L’évolution de carrière des agents en situation de handicap est une autre priorité du fonds, parce qu'il y a en ce domaine-là aussi beaucoup à faire. "Trop souvent, les employeurs ayant recruté un travailleur handicapé n’ont pas le souci de faire évoluer l’agent, ni d’évoquer avec lui son déroulement de carrière", constate-t-on au sein de l'établissement public géré par la Caisse des Dépôts. Où l'on réfléchit à la mise en place d'un programme inspiré de Talentueuses, parcours de formation qui, via des formations et séances de coaching, aide les femmes à postuler à des postes de direction dans la fonction publique. Grâce à des aides financières spécifiques du FIPHFP, les agents en situation de handicap et promouvables bénéficieraient de périodes de mentorat et de coaching.
Tour de France du handicap invisible
Le handicap invisible - terme qui englobe diverses situations, telles que les troubles dys, ou du spectre autistique, ou encore les troubles de stress post-traumatique - figure aussi en tête des préoccupations du FIPHFP en 2023. "Loin d’être tous identifiés, les agents concernés manquent d’accompagnements adaptés à leurs besoins particuliers", souligne l'établissement public.

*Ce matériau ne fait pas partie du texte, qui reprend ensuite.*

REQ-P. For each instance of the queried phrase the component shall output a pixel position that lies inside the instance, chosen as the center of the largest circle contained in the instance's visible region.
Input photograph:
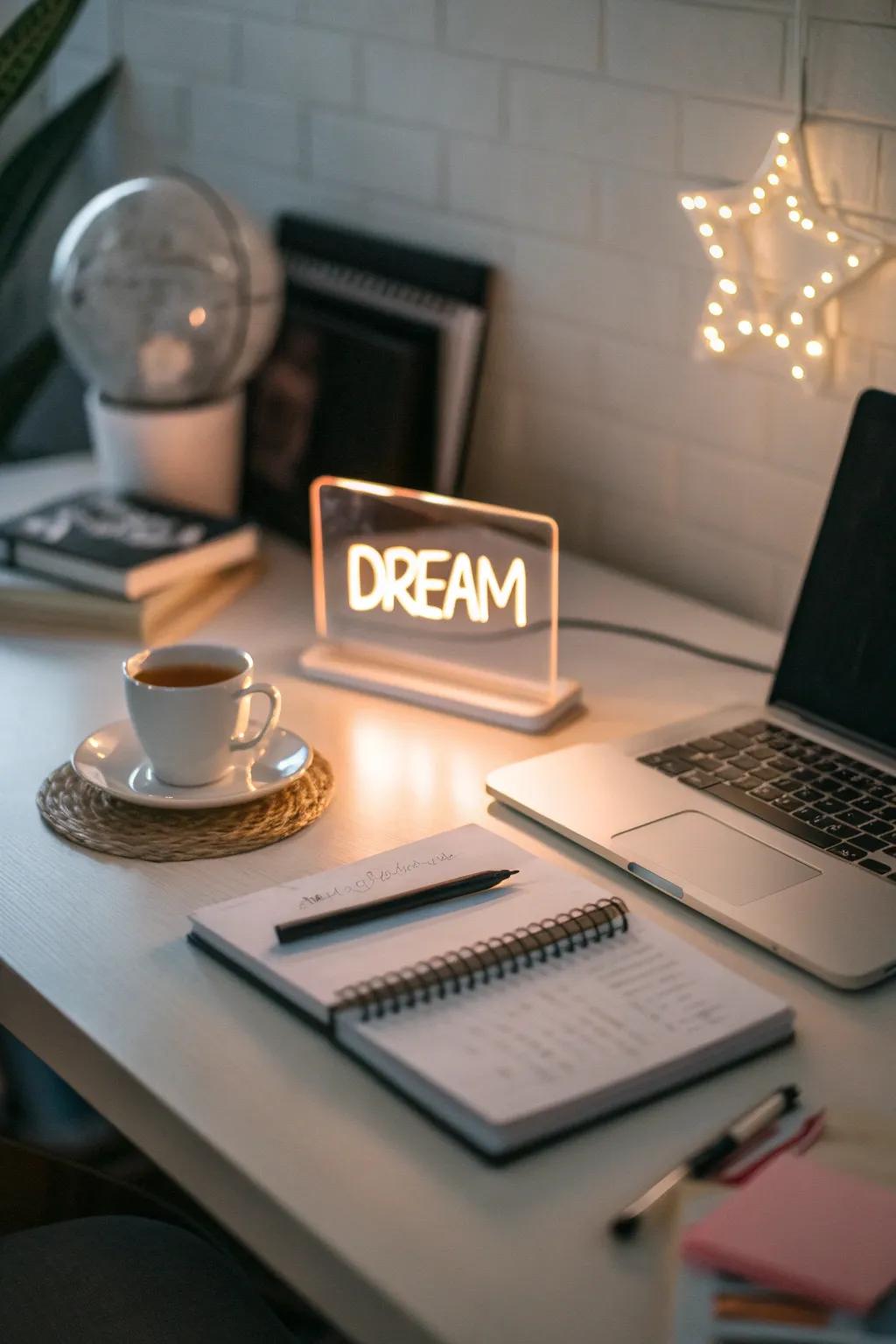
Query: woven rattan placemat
(83, 814)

En mai 2022, celui-ci avait publié un guide de l’accompagnement pour le handicap invisible. Les actions sur le sujet vont être renforcées, avec en particulier le lancement prochain d'un Tour de France du handicap invisible. Le but est de "sensibiliser" et "mobiliser" les employeurs publics.
Le sujet est peu connu, mais il est "prégnant", a souligné Mathieu Larrouy, responsable du pôle santé et sécurité au travail au centre de gestion (CDG) de la fonction publique territoriale du Tarn-et-Garonne. L'établissement public local mène un travail d'accompagnement des agents concernés, en respectant le "désir de discrétion" qu'expriment souvent ceux-ci, dans le but d'un "mieux-vivre avec le handicap dans le collectif de travail", a-t-il témoigné au cours de la conférence de presse.
Le CDG est en particulier aux côtés des agents lorsque ceux-ci sont engagés dans une période de préparation au reclassement (PPR). Parfois, ces agents sortent d'un congé de longue maladie ou de longue durée. "Les psychologues du travail ont pour rôle de les booster et de les accompagner dans leur projet professionnel", a indiqué Céline Cayzac, responsable du pôle concours, emploi et mobilité au CDG du Tarn-et-Garonne. En outre, l'établissement public "fait le lien" entre l'agent, son employeur et tous les partenaires "qui gravitent autour de sa trajectoire professionnelle". Que ce soit pour l'adaptation du poste de travail, un bilan de compétences ou une formation destinée aux agents, des aides du FIPHFP peuvent être mobilisées. Celui-ci vient en appui des démarches déployées par le CDG.
Les collectivités bons élèves
Parmi ses 5,7 millions d'agents publics, la France comptait 260.095 personnes handicapées bénéficiaires de l'obligation d'emploi en 2022, selon le FIPHFP. Le taux d'emploi direct des personnes handicapées dans la fonction publique s'est ainsi établi à 5,45%, un pourcentage stable par rapport à 2021.
La loi fixe aux employeurs publics qui emploient au moins 20 agents une obligation d'emploi de 6% de personnes handicapées, faute de quoi ils doivent verser une contribution financière au fonds. Un seuil que, des trois versants, la fonction publique territoriale est la seule à dépasser (6,72 %).
Au total, plus de 167 millions d'euros de "contributions" ont été versées au fonds en 2022 par des employeurs dont les effectifs n'intégraient pas suffisamment de personnes handicapées. Le montant des contributions n'avait plus atteint de tels sommets depuis 2011 (188 millions d'euros). Cette manne est liée à l'arrivée du ministère de l'Éducation nationale, jusque-là exonéré, parmi les contributeurs au fonds. De plus, des redressements ont été opérés "chez certains grands employeurs ayant commis des erreurs importantes de calcul" de leur contribution.
Prévue le 8 juin prochain à la suite des élections professionnelles de décembre dernier, l'installation des nouveaux membres du comité national du FIPHFP se déroulera donc sous de bons auspices.